Correlation Between Pakistan State and TPL Insurance
Can any of the company-specific risk be diversified away by investing in both Pakistan State and TPL Insurance at the same time? Although using a correlation coefficient on its own may not help to predict future stock returns, this module helps to understand the diversifiable risk of combining Pakistan State and TPL Insurance into the same portfolio, which is an essential part of the fundamental portfolio management process.
By analyzing existing cross correlation between Pakistan State Oil and TPL Insurance, you can compare the effects of market volatilities on Pakistan State and TPL Insurance and check how they will diversify away market risk if combined in the same portfolio for a given time horizon.
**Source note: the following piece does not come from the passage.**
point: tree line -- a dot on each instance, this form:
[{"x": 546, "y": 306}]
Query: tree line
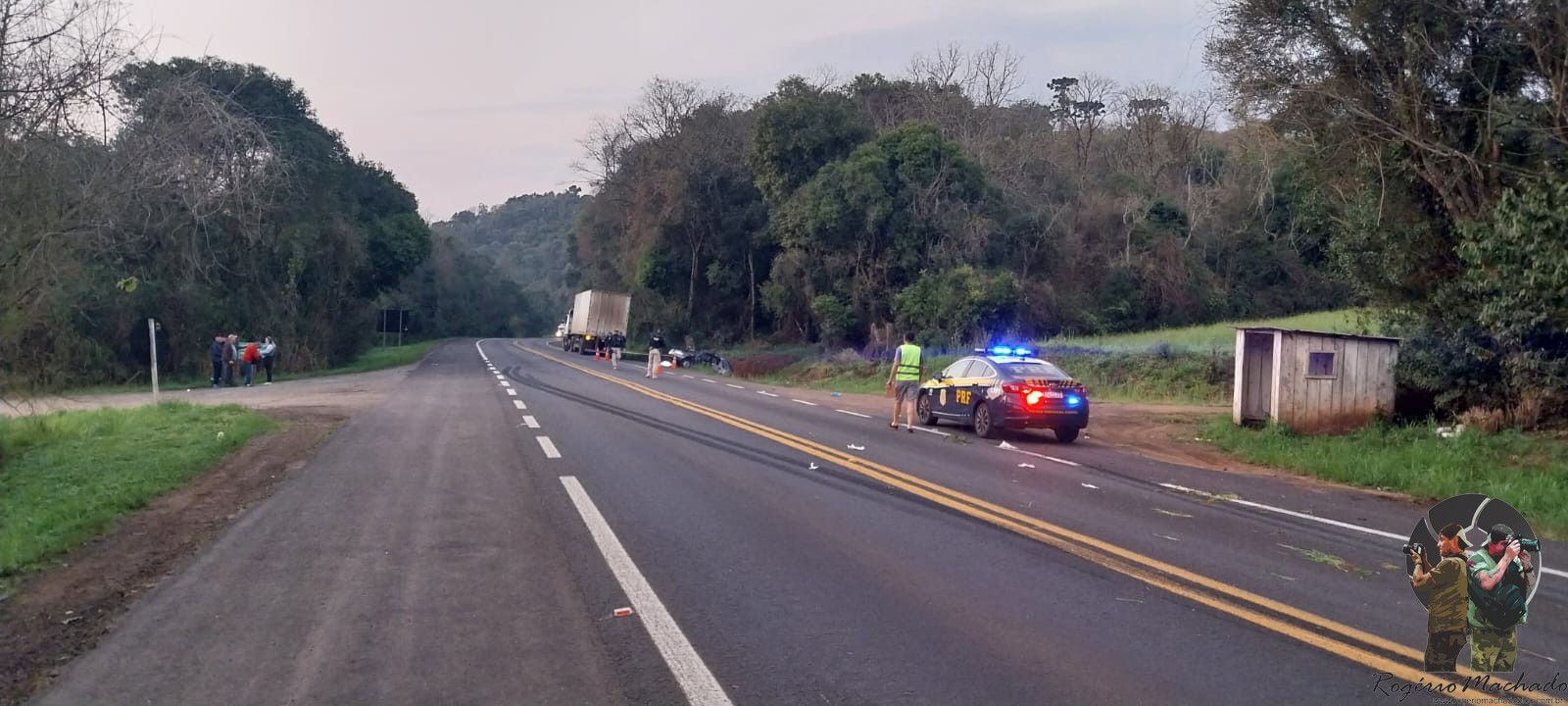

You can also utilize pair trading strategies of matching a long position in Pakistan State with a short position of TPL Insurance. Check out your portfolio center. Please also check ongoing floating volatility patterns of Pakistan State and TPL Insurance.
Diversification Opportunities for Pakistan State and TPL Insurance
-0.41 | Correlation Coefficient |
Very good diversification
The 3 months correlation between Pakistan and TPL is -0.41. Overlapping area represents the amount of risk that can be diversified away by holding Pakistan State Oil and TPL Insurance in the same portfolio, assuming nothing else is changed. The correlation between historical prices or returns on TPL Insurance and Pakistan State is a relative statistical measure of the degree to which these equity instruments tend to move together. The correlation coefficient measures the extent to which returns on Pakistan State Oil are associated (or correlated) with TPL Insurance. Values of the correlation coefficient range from -1 to +1, where. The correlation of zero (0) is possible when the price movement of TPL Insurance has no effect on the direction of Pakistan State i.e., Pakistan State and TPL Insurance go up and down completely randomly.
Pair Corralation between Pakistan State and TPL Insurance
Assuming the 90 days trading horizon Pakistan State Oil is expected to generate 0.81 times more return on investment than TPL Insurance. However, Pakistan State Oil is 1.23 times less risky than TPL Insurance. It trades about 0.4 of its potential returns per unit of risk. TPL Insurance is currently generating about 0.01 per unit of risk. If you would invest 15,440 in Pakistan State Oil on September 5, 2024 and sell it today you would earn a total of 14,767 from holding Pakistan State Oil or generate 95.64% return on investment over 90 days.
Time Period | 3 Months [change] |
Direction | Moves Against |
Strength | Very Weak |
Accuracy | 96.88% |
Values | Daily Returns |
Pakistan State Oil vs. TPL Insurance
Performance |
Timeline |
Pakistan State Oil |
TPL Insurance |
Pakistan State and TPL Insurance Volatility Contrast
Predicted Return Density |
Returns |
Pair Trading with Pakistan State and TPL Insurance
The main advantage of trading using opposite Pakistan State and TPL Insurance positions is that it hedges away some unsystematic risk. Because of two separate transactions, even if Pakistan State position performs unexpectedly, TPL Insurance can make up some of the losses. Pair trading also minimizes risk from directional movements in the market. For example, if an entire industry or sector drops because of unexpected headlines, the short position in TPL Insurance will offset losses from the drop in TPL Insurance's long position.Pakistan State vs. Masood Textile Mills | Pakistan State vs. Fauji Foods | Pakistan State vs. KSB Pumps | Pakistan State vs. Mari Petroleum |
TPL Insurance vs. Oil and Gas | TPL Insurance vs. Pakistan State Oil | TPL Insurance vs. Pakistan Petroleum | TPL Insurance vs. Fauji Fertilizer |
Check out your portfolio center.Note that this page's information should be used as a complementary analysis to find the right mix of equity instruments to add to your existing portfolios or create a brand new portfolio. You can also try the Positions Ratings module to determine portfolio positions ratings based on digital equity recommendations. Macroaxis instant position ratings are based on combination of fundamental analysis and risk-adjusted market performance.